3- Ülke içinde ve evrensel düzlemde yaşanan siyasal gelişmelerin bu duruma doğrudan ya da dolaylı bir etkisinin olduğunu düşünüyor musunuz?
Bu sorunun cevabını 2. sorunun cevabında vermiş oldum.
4- Başörtüsünü gerçek manada tesettürün bir parçası kılmak ve toplumda yeniden bir hicap bilinci geliştirmek için neler yapılmalıdır?

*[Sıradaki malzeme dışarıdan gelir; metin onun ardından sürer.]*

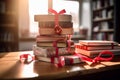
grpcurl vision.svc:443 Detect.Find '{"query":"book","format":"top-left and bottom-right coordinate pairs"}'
top-left (36, 41), bottom-right (67, 47)
top-left (39, 28), bottom-right (73, 35)
top-left (35, 55), bottom-right (58, 63)
top-left (75, 48), bottom-right (120, 57)
top-left (79, 40), bottom-right (119, 46)
top-left (34, 14), bottom-right (72, 22)
top-left (36, 40), bottom-right (74, 47)
top-left (35, 55), bottom-right (84, 65)
top-left (33, 45), bottom-right (75, 57)
top-left (36, 35), bottom-right (67, 42)
top-left (64, 55), bottom-right (85, 65)
top-left (38, 21), bottom-right (73, 28)
top-left (75, 44), bottom-right (120, 51)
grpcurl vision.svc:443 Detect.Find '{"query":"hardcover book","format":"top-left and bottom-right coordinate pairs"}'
top-left (34, 14), bottom-right (72, 22)
top-left (33, 45), bottom-right (75, 57)
top-left (75, 43), bottom-right (120, 51)
top-left (36, 41), bottom-right (67, 47)
top-left (39, 28), bottom-right (73, 35)
top-left (75, 48), bottom-right (120, 57)
top-left (36, 55), bottom-right (84, 65)
top-left (38, 21), bottom-right (73, 28)
top-left (36, 35), bottom-right (67, 42)
top-left (79, 40), bottom-right (118, 46)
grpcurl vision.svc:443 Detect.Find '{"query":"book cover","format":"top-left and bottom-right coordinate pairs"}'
top-left (35, 55), bottom-right (84, 65)
top-left (36, 41), bottom-right (67, 47)
top-left (34, 15), bottom-right (72, 22)
top-left (75, 44), bottom-right (120, 51)
top-left (36, 35), bottom-right (67, 42)
top-left (75, 48), bottom-right (120, 57)
top-left (79, 40), bottom-right (118, 46)
top-left (33, 45), bottom-right (75, 57)
top-left (64, 55), bottom-right (84, 65)
top-left (38, 21), bottom-right (73, 28)
top-left (39, 28), bottom-right (73, 35)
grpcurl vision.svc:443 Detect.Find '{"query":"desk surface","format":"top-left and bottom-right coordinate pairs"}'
top-left (0, 51), bottom-right (120, 80)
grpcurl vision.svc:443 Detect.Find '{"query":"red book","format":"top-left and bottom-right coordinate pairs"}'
top-left (33, 45), bottom-right (75, 57)
top-left (79, 40), bottom-right (118, 46)
top-left (36, 35), bottom-right (67, 42)
top-left (39, 21), bottom-right (73, 28)
top-left (39, 28), bottom-right (73, 35)
top-left (75, 43), bottom-right (120, 51)
top-left (34, 14), bottom-right (72, 22)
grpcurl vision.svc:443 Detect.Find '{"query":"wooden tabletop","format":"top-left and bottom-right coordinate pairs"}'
top-left (0, 51), bottom-right (120, 80)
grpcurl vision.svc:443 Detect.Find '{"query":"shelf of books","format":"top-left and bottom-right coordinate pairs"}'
top-left (91, 0), bottom-right (115, 40)
top-left (0, 0), bottom-right (18, 52)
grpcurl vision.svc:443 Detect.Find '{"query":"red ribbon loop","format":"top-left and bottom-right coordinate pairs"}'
top-left (75, 50), bottom-right (114, 64)
top-left (20, 54), bottom-right (34, 62)
top-left (93, 50), bottom-right (114, 63)
top-left (48, 9), bottom-right (66, 34)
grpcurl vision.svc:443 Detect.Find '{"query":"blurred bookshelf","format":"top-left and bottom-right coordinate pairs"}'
top-left (91, 0), bottom-right (115, 40)
top-left (0, 0), bottom-right (18, 52)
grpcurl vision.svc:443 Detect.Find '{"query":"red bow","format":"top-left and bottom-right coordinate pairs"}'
top-left (75, 50), bottom-right (114, 65)
top-left (48, 9), bottom-right (66, 34)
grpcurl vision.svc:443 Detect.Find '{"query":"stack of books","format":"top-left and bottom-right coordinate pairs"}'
top-left (33, 10), bottom-right (81, 64)
top-left (34, 15), bottom-right (73, 35)
top-left (75, 40), bottom-right (120, 58)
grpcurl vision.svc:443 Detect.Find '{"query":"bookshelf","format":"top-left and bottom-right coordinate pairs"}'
top-left (0, 0), bottom-right (18, 52)
top-left (91, 0), bottom-right (115, 40)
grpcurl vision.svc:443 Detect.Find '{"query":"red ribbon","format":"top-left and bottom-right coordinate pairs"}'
top-left (48, 9), bottom-right (66, 34)
top-left (20, 54), bottom-right (34, 63)
top-left (75, 50), bottom-right (114, 64)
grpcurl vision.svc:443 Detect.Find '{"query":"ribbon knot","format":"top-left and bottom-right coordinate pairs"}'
top-left (75, 50), bottom-right (114, 65)
top-left (48, 9), bottom-right (66, 34)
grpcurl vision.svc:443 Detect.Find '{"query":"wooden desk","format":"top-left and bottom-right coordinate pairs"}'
top-left (0, 51), bottom-right (120, 80)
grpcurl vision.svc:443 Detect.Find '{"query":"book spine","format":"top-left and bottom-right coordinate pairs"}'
top-left (33, 46), bottom-right (73, 57)
top-left (36, 36), bottom-right (67, 42)
top-left (39, 28), bottom-right (73, 35)
top-left (75, 44), bottom-right (120, 51)
top-left (34, 15), bottom-right (72, 22)
top-left (38, 21), bottom-right (73, 28)
top-left (64, 55), bottom-right (84, 65)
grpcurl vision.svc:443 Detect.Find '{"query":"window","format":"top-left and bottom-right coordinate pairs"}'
top-left (29, 0), bottom-right (80, 36)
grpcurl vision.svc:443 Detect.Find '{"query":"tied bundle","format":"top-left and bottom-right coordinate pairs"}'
top-left (48, 9), bottom-right (66, 34)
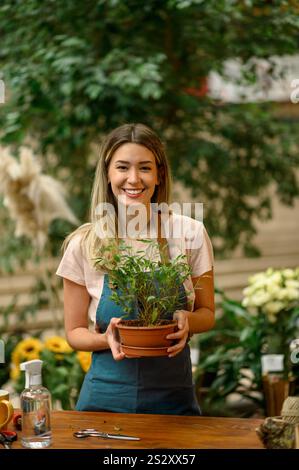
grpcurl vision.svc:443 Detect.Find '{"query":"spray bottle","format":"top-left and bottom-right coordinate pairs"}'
top-left (20, 359), bottom-right (52, 449)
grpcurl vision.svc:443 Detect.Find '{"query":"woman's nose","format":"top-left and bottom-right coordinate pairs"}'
top-left (128, 168), bottom-right (140, 184)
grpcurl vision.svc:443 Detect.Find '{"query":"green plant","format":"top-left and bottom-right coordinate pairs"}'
top-left (195, 269), bottom-right (299, 415)
top-left (96, 240), bottom-right (191, 326)
top-left (0, 0), bottom-right (299, 254)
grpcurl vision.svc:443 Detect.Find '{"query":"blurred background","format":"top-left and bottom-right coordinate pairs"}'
top-left (0, 0), bottom-right (299, 416)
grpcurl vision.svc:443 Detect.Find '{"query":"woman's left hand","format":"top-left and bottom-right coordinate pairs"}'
top-left (166, 310), bottom-right (189, 357)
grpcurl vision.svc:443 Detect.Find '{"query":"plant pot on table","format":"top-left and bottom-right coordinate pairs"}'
top-left (117, 320), bottom-right (178, 357)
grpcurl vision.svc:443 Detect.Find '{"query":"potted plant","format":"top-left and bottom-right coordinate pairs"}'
top-left (96, 240), bottom-right (191, 357)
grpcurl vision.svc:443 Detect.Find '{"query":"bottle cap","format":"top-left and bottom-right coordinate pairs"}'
top-left (20, 359), bottom-right (43, 388)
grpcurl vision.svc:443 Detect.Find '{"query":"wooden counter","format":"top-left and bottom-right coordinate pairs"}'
top-left (7, 411), bottom-right (263, 450)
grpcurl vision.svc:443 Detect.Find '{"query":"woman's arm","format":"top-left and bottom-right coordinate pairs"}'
top-left (63, 278), bottom-right (125, 361)
top-left (187, 269), bottom-right (215, 335)
top-left (167, 269), bottom-right (215, 357)
top-left (63, 278), bottom-right (109, 351)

Başörtüsü olayı başladığı 1980’lerden bu yana ama özellikle 28 Şubat post modern darbe sürecinde bu konuyu şu soru ekseninde tartıştık: Başörtüsü bir insan hakkı mı dinî bir vecibe mi? Ben yaklaşık 400 sahife tutacak yazılarımda şu tezi savundum: Başörtüsü dinî bir vecibedir. Bir kadın başını örterken, örtme hakkını kimseden alamaz. Ne ebeveyni ne parlamentolar ne başka otoriteler bu konuda hüküm bina edebilir. Başörtüsü, namaz ve oruç ibadeti gibi yasamaya, halk oylamasına konu olamaz. Liberal bakış açısından başörtüsünü temel bir insan hakkı olarak gördüğünüzde, bu hak alınır, verilir, kısıtlanır, birtakım idari ve yasal düzenlemelere konu olabilir.

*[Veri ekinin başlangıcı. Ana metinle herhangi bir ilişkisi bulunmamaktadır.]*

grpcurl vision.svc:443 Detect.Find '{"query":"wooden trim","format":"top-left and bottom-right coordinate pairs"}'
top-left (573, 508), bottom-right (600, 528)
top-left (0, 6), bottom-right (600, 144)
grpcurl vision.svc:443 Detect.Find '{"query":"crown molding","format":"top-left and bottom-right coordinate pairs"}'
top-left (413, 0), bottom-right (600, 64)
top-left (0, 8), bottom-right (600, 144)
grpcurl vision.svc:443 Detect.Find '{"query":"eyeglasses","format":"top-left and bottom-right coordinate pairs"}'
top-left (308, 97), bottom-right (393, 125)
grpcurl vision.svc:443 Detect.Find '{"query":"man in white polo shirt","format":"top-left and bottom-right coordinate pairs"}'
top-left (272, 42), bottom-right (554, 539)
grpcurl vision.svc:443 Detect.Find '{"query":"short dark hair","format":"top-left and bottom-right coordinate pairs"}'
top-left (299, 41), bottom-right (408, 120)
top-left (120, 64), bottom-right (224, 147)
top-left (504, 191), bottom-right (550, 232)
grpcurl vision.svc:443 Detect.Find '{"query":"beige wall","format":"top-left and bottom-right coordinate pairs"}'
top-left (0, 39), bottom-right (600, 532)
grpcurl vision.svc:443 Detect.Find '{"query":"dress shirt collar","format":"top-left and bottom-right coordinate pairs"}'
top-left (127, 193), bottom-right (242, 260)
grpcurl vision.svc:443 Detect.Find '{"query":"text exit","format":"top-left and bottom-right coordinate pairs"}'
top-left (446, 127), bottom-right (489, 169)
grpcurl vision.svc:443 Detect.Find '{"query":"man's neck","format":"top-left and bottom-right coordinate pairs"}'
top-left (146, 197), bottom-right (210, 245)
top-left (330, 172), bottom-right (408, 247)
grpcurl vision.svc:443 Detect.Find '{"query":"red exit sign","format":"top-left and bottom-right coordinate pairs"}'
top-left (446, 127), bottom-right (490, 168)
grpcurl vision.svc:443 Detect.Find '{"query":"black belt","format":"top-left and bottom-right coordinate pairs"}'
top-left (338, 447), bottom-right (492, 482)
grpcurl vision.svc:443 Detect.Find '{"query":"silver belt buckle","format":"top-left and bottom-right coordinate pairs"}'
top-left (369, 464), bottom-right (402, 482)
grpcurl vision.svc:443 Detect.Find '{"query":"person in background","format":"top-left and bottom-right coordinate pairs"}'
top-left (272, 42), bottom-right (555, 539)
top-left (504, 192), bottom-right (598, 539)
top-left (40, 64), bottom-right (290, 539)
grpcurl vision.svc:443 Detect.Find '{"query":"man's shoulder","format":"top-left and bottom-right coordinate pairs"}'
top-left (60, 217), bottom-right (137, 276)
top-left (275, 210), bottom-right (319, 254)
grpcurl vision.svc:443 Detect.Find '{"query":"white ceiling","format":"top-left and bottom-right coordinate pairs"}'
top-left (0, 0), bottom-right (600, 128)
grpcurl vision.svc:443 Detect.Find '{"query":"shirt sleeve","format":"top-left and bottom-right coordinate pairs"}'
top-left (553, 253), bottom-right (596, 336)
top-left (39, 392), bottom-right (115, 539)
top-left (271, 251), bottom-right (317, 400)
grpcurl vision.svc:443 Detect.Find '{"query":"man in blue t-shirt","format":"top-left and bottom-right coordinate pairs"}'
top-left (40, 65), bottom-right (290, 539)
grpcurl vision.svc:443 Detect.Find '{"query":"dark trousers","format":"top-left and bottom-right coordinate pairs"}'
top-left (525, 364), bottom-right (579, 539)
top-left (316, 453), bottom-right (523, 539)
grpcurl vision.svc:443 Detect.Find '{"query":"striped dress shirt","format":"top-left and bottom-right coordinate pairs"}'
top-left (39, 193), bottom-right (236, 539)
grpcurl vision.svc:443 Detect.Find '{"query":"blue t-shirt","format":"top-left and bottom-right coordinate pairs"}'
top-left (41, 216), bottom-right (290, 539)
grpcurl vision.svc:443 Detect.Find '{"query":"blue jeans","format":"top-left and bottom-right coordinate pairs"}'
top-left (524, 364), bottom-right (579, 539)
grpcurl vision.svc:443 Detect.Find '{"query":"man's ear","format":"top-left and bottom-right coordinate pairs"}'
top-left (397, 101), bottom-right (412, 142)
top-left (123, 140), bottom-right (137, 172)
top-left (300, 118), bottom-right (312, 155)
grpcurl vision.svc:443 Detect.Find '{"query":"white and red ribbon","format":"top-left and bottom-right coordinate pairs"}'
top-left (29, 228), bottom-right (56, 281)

Tesettür Allah’ın emridir, bu emri yerine getirmek kesin ve tartışmasız dinî bir vecibedir. Bu vecibeyi yerine getirmeyen dinden çıkmaz ama günahkâr olur, günahın cezasını devlet vermez, Allah’a aittir, dünyevi ve maddi müeyyidesi yoktur. Bu açıdan İran’ın başörtüsünü devlet gücüyle herkese dayatması yanlış olduğu gibi, baş açıklığı herkese dayatan veya başörtülüleri kamusal haklarından mahrum bırakanlar da yanlış yapmaktadırlar. Baskı ve zor altında başını açan büyük bir zulme maruz kalmış demektir ve bu maalesef Türkiye’de büyük acılara ve hak kayıplarına yol açtı.

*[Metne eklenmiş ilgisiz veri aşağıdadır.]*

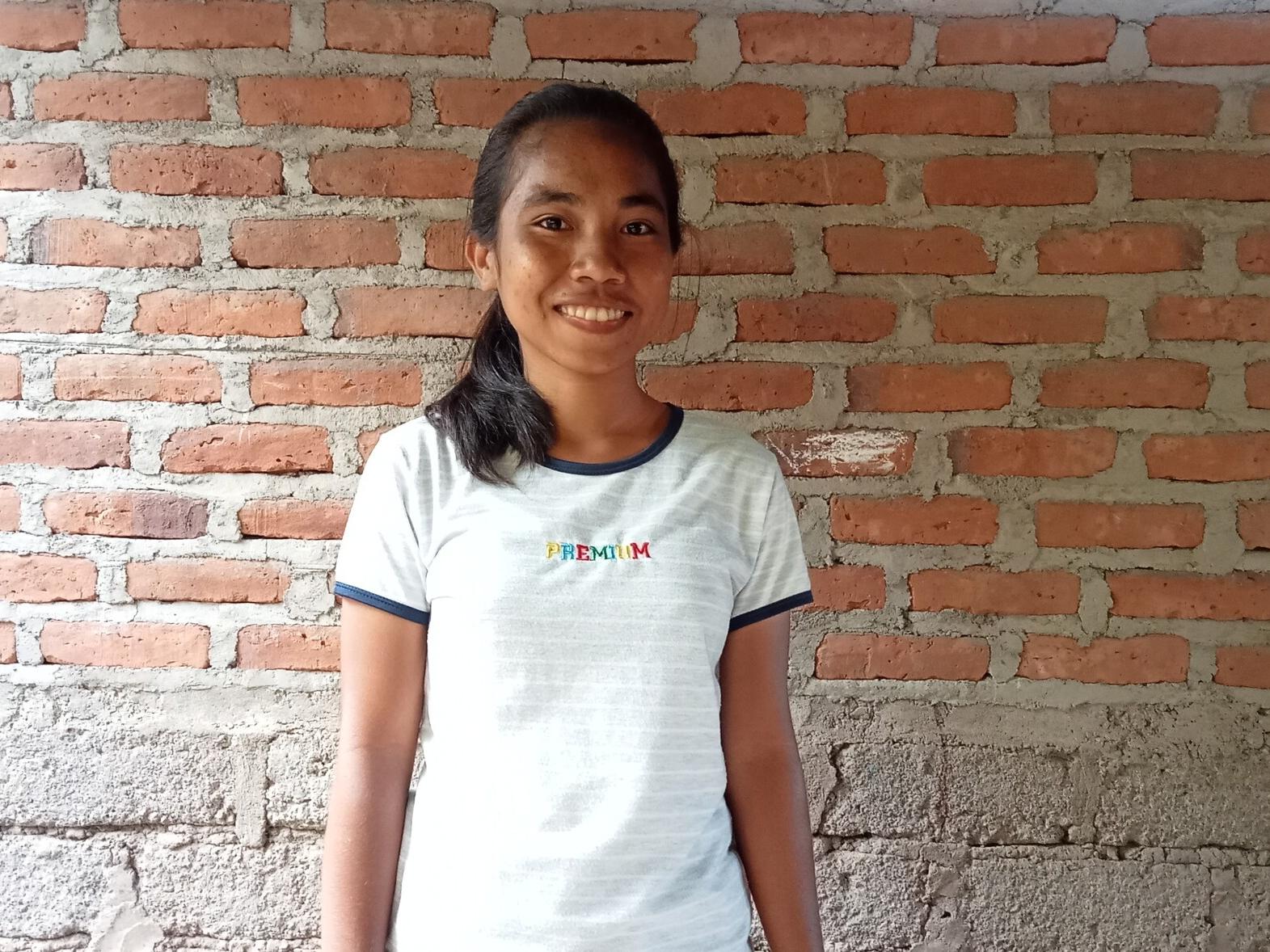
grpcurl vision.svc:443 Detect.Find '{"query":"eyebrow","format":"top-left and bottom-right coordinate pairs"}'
top-left (525, 185), bottom-right (665, 214)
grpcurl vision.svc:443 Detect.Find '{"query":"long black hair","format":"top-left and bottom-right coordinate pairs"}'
top-left (424, 82), bottom-right (682, 485)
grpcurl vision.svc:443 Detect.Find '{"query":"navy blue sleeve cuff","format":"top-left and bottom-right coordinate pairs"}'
top-left (728, 589), bottom-right (814, 631)
top-left (334, 581), bottom-right (432, 625)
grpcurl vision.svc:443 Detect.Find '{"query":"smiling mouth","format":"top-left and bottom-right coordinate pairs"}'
top-left (555, 305), bottom-right (631, 324)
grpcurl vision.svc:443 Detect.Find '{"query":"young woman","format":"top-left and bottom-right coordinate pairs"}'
top-left (321, 82), bottom-right (823, 952)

Tesettürün farz oluşu konusunda en ufak bir şüphe ve tereddüt mevcut değildir. Kur’an’da başörtüsü yoktur diyenler tamamen yanılıyorlar. Ben bu konuyu hem Kur’an hem Sünnethem de fıkhi içtihatlar açısından geniş olarak ortaya koymaya çalıştım. (Bkz. Ali Bulaç, Kur’an Dersleri, Tefsir, V, 122-129 ve 480-486)
Bir kadın niçin örtünür veya kadın/erkek bir Müslüman niçin dinî vecibeleri yerine getirir?
Bu sorunun cevabı konuştuğumuz konunun özünü oluşturur.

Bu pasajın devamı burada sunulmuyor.